In the common law tradition, legal decisions are supposed to be grounded in both, statute and precedent, with legal training guiding practitioners on the most important and relevant touchstones. But actors in the legal system are also human, with the failings and foibles seen throughout society. This may lead them to take methodological shortcuts, even relying on unknown internet users for determinations of a legal source’s relevance.
In the article, Neil Thompson, Brian Flanagan, Edana Richardson, Brian McKenzie, and Xueyun Luo investigate the influence on legal judgments of a pervasive, but unauthoritative source of legal knowledge: Wikipedia. Using the first randomized field experiment ever undertaken in this area—the gold standard for identifying causal effects—we show that Wikipedia shapes judicial behavior. Wikipedia articles on decided cases, written by law students, guide both the decisions that judges cite as precedents and the textual content of their written opinions.

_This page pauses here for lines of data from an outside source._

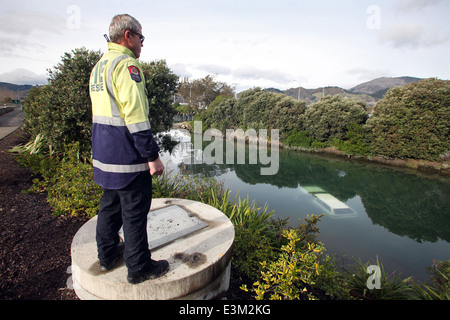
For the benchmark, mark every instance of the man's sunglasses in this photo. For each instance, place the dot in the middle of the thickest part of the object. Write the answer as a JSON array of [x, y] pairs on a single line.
[[141, 37]]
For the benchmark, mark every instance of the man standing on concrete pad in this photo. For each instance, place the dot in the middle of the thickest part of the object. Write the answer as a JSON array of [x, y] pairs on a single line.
[[125, 154]]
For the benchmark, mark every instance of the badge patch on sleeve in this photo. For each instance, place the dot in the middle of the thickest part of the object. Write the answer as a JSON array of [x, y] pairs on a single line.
[[134, 73]]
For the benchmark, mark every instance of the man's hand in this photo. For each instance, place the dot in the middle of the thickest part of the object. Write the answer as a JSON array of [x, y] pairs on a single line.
[[156, 167]]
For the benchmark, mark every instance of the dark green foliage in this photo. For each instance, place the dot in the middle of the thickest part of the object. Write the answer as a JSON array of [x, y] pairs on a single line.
[[61, 110], [413, 121], [161, 85], [331, 117]]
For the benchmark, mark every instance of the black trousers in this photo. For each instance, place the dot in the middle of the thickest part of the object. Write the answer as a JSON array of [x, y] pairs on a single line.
[[128, 207]]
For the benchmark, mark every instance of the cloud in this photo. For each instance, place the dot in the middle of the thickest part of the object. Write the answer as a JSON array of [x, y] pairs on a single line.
[[25, 22], [253, 73], [23, 76], [410, 35], [409, 5], [27, 30]]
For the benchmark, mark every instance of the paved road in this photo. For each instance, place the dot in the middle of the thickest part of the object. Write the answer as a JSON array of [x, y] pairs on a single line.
[[10, 121]]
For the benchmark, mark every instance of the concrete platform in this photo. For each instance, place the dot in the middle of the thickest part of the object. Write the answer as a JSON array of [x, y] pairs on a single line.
[[195, 238]]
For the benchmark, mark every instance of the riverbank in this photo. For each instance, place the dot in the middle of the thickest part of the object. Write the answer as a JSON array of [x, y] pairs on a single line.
[[433, 167], [426, 166]]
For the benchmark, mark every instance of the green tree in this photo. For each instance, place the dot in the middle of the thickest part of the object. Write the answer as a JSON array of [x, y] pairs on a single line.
[[413, 121], [61, 110], [201, 92], [332, 116], [161, 84]]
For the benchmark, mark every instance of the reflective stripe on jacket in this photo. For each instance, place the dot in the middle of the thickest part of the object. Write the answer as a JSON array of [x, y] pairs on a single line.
[[122, 140]]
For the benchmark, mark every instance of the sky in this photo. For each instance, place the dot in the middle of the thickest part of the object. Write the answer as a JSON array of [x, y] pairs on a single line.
[[245, 43]]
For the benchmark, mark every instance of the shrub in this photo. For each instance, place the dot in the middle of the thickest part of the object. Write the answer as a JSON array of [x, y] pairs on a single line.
[[300, 270], [67, 179], [61, 110], [331, 117], [413, 121]]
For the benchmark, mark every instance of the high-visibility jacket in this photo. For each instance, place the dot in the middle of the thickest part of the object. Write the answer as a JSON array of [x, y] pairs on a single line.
[[122, 140]]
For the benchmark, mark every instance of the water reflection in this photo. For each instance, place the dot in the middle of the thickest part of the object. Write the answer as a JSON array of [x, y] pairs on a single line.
[[400, 215]]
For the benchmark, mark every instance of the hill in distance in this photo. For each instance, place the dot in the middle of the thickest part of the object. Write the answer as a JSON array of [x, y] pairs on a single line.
[[370, 92]]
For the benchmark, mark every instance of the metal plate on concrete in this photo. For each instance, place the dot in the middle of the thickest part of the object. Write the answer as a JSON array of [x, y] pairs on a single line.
[[168, 224]]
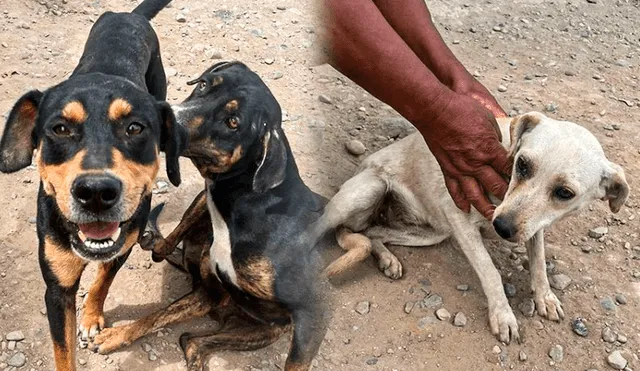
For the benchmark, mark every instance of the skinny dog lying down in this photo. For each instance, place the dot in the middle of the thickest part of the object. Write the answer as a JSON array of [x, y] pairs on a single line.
[[398, 197]]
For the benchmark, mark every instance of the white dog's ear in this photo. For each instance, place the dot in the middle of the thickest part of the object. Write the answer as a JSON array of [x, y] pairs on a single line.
[[521, 125], [616, 188]]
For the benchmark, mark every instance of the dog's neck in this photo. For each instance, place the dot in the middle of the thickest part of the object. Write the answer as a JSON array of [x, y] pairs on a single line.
[[505, 130]]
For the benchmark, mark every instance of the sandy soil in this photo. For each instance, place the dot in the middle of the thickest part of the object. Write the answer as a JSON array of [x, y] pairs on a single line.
[[577, 59]]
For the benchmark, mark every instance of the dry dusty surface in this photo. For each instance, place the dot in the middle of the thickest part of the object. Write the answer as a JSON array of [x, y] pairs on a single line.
[[577, 60]]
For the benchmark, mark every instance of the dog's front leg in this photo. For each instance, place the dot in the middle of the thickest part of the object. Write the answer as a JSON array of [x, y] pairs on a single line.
[[547, 303], [93, 308], [501, 318], [163, 246], [61, 270]]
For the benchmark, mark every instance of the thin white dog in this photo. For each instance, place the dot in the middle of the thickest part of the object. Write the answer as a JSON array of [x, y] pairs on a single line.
[[398, 197]]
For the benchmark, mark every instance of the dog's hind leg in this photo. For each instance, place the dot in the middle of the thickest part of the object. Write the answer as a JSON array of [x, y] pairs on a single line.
[[357, 247], [245, 336], [411, 236], [501, 318], [195, 304], [93, 307]]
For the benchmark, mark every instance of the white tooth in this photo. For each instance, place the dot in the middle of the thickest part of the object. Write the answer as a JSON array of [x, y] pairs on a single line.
[[116, 234]]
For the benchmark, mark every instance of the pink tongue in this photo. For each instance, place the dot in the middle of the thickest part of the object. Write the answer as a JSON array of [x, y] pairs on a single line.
[[99, 230]]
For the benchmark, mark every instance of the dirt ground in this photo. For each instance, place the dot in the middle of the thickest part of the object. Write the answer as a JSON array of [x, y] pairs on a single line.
[[576, 60]]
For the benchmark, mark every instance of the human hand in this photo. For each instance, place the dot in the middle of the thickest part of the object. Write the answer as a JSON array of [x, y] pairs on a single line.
[[464, 140]]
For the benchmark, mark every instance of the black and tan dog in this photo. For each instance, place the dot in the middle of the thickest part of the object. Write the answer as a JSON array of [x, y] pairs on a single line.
[[98, 136], [257, 207]]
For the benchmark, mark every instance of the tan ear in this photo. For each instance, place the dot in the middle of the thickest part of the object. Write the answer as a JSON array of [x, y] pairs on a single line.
[[616, 188], [521, 125]]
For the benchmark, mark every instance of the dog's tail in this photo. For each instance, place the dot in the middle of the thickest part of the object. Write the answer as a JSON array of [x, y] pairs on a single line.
[[150, 8]]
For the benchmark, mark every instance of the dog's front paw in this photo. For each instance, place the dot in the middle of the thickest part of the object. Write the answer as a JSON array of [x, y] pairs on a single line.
[[549, 306], [503, 323], [90, 325], [111, 339], [390, 265]]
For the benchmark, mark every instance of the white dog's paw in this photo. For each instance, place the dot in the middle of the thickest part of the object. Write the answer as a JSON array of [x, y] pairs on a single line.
[[503, 323], [549, 306], [390, 265]]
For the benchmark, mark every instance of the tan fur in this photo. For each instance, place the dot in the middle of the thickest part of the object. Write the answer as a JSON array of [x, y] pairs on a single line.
[[65, 265], [138, 179], [404, 183], [257, 278], [57, 179], [74, 112], [118, 109], [231, 106]]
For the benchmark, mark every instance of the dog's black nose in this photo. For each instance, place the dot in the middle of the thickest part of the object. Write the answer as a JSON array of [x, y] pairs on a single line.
[[504, 227], [96, 193]]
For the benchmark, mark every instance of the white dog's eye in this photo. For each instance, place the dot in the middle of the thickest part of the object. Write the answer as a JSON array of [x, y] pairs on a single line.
[[564, 193], [522, 168]]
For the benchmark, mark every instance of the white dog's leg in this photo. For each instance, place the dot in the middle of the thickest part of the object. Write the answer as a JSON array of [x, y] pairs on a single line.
[[412, 236], [547, 303], [501, 318], [388, 263]]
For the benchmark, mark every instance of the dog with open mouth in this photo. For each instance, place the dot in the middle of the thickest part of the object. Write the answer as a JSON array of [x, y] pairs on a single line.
[[98, 137]]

The information and legal analysis offered on Wikipedia led judges to cite the relevant legal cases more often and to talk about them in ways comparable to how the Wikipedia authors had framed them. Collectively, the study provides clear empirical evidence of a new form of influence on judges’ application of the law—easily accessible, user-generated online content. Because such content is not authoritative, the analysis reveals a policy gap: if an easily-accessible analysis of legal questions is already being relied on, it behooves the legal community to accelerate efforts to ensure that such analysis is both comprehensive and expert.